A. Référence de la décision
- Cour de cassation,
- Ordonnance du 12 Décembre 2006
- Numéro d’inscription au répertoire général : 04-20.127
B. Parties
- Demandeur : Société Antilles bois menuiserie (importateur)
- Intimée : Direction générale des douanes et des droits indirects
C. Contexte et objet de la décision
- Litige portant sur la demande de restitution d’une taxe (octroi de mer) acquittée indûment par l’importateur suite à une déclaration de non-conformité au droit communautaire.
- La cour d’appel a ordonné une expertise pour déterminer si la taxe avait été répercutée sur les clients, avant de rejeter la demande de restitution.
D. Moyens des parties
- Argument du demandeur : La régulation communautaire interdit de refuser le remboursement d’une taxe incompatible avec le droit européen uniquement parce qu’elle a été répercutée sur des tiers.

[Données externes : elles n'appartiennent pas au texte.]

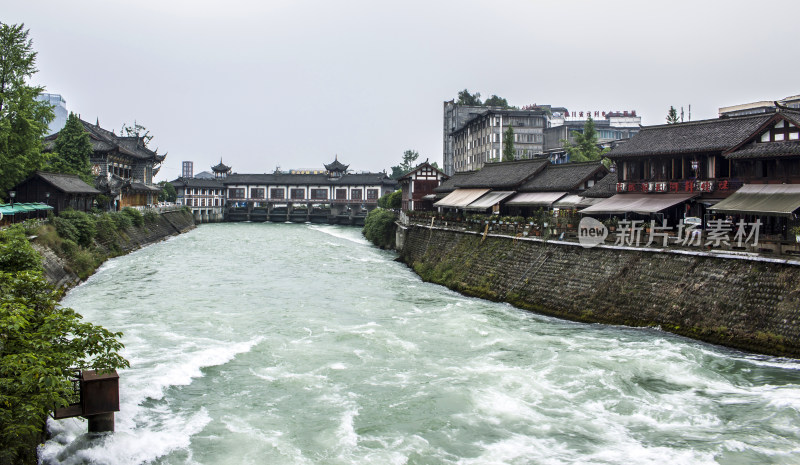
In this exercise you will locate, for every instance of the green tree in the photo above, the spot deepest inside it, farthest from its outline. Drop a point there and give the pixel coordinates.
(168, 193)
(585, 147)
(23, 119)
(137, 130)
(508, 145)
(465, 98)
(392, 200)
(379, 227)
(672, 115)
(73, 151)
(495, 101)
(40, 342)
(409, 157)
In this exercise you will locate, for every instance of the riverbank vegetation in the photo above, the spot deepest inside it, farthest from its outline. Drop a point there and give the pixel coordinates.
(41, 343)
(86, 240)
(379, 228)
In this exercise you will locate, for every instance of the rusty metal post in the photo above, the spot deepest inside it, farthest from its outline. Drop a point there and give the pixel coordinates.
(102, 423)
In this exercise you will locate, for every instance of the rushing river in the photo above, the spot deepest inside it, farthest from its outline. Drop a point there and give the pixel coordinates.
(302, 344)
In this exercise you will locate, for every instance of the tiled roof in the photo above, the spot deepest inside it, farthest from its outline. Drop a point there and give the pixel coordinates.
(566, 177)
(336, 165)
(606, 187)
(68, 183)
(451, 184)
(310, 179)
(424, 164)
(197, 182)
(503, 175)
(104, 141)
(766, 150)
(221, 167)
(696, 136)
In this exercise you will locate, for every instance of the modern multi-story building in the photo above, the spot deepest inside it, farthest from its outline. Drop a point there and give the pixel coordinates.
(59, 108)
(766, 106)
(480, 139)
(187, 169)
(610, 127)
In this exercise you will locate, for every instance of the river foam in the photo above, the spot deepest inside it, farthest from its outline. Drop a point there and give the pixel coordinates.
(301, 344)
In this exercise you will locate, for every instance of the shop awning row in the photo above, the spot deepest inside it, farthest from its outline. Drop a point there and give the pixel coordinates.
(7, 209)
(482, 199)
(488, 200)
(460, 198)
(762, 199)
(637, 203)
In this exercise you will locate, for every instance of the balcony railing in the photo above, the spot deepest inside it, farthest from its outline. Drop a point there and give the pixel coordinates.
(680, 186)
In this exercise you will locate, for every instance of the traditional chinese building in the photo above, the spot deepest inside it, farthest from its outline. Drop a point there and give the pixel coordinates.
(336, 192)
(418, 186)
(733, 166)
(124, 166)
(57, 190)
(205, 197)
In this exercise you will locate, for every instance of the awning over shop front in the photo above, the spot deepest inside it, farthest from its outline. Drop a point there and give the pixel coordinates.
(488, 200)
(20, 208)
(535, 199)
(637, 203)
(762, 199)
(588, 201)
(460, 198)
(568, 201)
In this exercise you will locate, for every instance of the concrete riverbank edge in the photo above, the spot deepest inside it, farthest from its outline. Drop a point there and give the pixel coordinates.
(167, 224)
(746, 303)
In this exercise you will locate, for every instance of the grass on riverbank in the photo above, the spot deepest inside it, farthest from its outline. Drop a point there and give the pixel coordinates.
(85, 240)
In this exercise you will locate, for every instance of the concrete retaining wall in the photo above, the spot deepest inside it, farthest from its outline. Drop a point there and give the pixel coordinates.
(167, 224)
(746, 304)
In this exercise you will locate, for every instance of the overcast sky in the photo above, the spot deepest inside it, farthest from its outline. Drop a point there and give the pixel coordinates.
(294, 83)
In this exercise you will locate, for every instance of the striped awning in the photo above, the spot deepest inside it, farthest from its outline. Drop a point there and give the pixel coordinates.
(535, 199)
(489, 200)
(762, 199)
(460, 198)
(637, 203)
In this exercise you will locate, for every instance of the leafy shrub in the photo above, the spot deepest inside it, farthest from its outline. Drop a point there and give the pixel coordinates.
(16, 253)
(134, 215)
(379, 227)
(84, 224)
(391, 200)
(150, 217)
(69, 247)
(107, 230)
(121, 220)
(65, 228)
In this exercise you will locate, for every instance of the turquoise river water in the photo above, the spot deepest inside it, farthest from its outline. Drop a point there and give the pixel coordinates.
(303, 344)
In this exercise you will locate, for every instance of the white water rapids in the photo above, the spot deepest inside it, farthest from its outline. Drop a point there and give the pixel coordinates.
(303, 344)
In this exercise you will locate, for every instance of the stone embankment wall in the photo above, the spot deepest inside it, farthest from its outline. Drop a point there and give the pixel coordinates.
(742, 303)
(167, 224)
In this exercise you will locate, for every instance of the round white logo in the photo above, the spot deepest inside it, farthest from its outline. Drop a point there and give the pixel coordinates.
(591, 232)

- Position de l’administration : Le remboursement ne peut être accordé si la taxe est intégralement répercutée sur l’acheteur.
E. Réponse de la Cour
- La Cour a constaté que la cour d’appel a violé le droit communautaire en ordonnant une expertise sur la répercussion de la taxe sans établir l’enrichissement sans cause pour l’importateur.

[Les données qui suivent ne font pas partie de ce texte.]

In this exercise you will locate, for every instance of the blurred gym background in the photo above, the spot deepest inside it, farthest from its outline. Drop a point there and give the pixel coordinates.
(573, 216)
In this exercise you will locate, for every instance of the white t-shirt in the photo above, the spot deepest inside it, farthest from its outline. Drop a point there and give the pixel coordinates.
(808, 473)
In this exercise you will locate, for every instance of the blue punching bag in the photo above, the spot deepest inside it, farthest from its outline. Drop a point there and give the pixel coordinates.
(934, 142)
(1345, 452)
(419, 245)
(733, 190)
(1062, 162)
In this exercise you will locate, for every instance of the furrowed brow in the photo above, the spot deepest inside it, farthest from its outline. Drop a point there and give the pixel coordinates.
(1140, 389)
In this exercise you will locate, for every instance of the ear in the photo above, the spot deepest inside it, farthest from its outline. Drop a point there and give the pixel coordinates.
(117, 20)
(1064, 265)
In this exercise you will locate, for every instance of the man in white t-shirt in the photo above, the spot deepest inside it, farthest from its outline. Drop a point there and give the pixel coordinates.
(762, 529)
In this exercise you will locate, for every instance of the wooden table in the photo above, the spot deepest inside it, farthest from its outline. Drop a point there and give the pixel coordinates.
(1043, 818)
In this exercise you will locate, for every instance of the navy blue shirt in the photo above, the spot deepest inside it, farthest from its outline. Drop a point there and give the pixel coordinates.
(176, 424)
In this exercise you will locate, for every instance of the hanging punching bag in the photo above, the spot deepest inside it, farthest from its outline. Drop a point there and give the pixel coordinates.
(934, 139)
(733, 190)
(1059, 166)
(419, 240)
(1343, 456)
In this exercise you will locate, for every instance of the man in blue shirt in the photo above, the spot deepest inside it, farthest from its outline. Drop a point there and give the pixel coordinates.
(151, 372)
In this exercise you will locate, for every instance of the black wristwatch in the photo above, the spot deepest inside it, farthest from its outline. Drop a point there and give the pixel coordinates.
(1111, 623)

- Elle a cassé les arrêts précédents en déclarant que même si la taxe a été répercutée, le remboursement ne pouvait être refusé sans une analyse adéquate de l’enrichissement sans cause.
F. Conclusion
- Cassation des arrêts du 21 mai 1999 et du 24 juin 2004.
- Remise en l’état des parties avant ces arrêt et renvoi devant une cour d’appel de Paris autrement composée.
- Condamnation de l’administration des douanes aux dépens.